MIT plans to build a tiny Magnetar in an attempt to detect dark matter

MIT researchers have designed an experiment that could detect hypothetical particles of dark matter known as axions. Axions are particles so small and so light that they have not yet been detected, but could axions, along with other dark matter particles potentially make up more than 80 percent of the mass in the universe. The experiment borrows from technology used in Magnetic Resonance Imaging machines. Jesse Thaler, associate professor of physics at MIT says, “Axions are very strange, counter-intuitive particles. They’re extremely light, with feeble interactions, and yet this particle may dominate the matter budget of the universe and be five times more abundant by mass than ordinary matter. So we really had to think hard on whether these particles are in principle detectable using current technology.

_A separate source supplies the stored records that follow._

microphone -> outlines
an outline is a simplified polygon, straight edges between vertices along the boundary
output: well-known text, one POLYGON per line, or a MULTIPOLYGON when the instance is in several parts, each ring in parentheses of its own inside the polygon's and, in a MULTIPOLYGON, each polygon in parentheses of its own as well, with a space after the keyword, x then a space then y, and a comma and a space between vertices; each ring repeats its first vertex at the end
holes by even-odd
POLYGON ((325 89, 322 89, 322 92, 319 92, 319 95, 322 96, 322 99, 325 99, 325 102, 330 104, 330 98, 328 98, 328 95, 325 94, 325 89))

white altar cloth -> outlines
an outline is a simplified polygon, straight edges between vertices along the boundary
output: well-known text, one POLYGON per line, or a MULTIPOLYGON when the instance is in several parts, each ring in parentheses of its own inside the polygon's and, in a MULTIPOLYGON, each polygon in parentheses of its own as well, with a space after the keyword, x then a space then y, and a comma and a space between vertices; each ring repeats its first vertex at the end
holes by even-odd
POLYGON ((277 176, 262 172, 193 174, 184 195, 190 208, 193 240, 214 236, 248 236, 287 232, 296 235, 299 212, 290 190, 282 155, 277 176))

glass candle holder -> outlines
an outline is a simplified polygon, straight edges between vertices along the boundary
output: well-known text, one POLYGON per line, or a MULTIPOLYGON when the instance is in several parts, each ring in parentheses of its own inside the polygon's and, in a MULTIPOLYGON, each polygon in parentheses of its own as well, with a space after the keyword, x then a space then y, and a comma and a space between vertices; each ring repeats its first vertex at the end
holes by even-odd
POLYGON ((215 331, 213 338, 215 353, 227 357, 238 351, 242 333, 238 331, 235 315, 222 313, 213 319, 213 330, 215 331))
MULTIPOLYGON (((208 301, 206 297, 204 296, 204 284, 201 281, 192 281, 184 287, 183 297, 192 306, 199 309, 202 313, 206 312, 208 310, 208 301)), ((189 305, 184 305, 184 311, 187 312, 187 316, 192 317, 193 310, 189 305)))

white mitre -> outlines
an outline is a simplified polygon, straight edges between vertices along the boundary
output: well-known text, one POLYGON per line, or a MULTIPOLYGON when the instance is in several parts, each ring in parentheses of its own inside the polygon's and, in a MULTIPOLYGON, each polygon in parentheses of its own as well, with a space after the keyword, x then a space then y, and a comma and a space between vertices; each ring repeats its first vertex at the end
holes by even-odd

It’s extremely daunting.” The experiment is called A Broadband/Resonant Approach to Cosmic Axion Detection with an Amplifying B-field Ring Apparatus, which shortens beautifully to ABRACADABRA. A series of magnetic coils are wound up in the shape of a doughnut, and placed in a superconducting fluid at a temperature just above absolute zero. A highly sensitive magnetometer at the core of the apparatus can detect the signature of an axion if it exists. An axion would produce a smaller magnetic field in the presence of the larger magnetic field produced by the the apparatus. The design uses a fist sized instrument to simulate a Magnetar. Magnetar are extremely dense stars that pack in the mass of two or three of our Suns into a body that is less than twenty kilometers across. The MIT experiment will be looking for particles much smaller and lighter than other contemporary attempts at hunting the elusive particle. This includes the Axion Dark Matter Experiment (ADMX) at the University of Washington.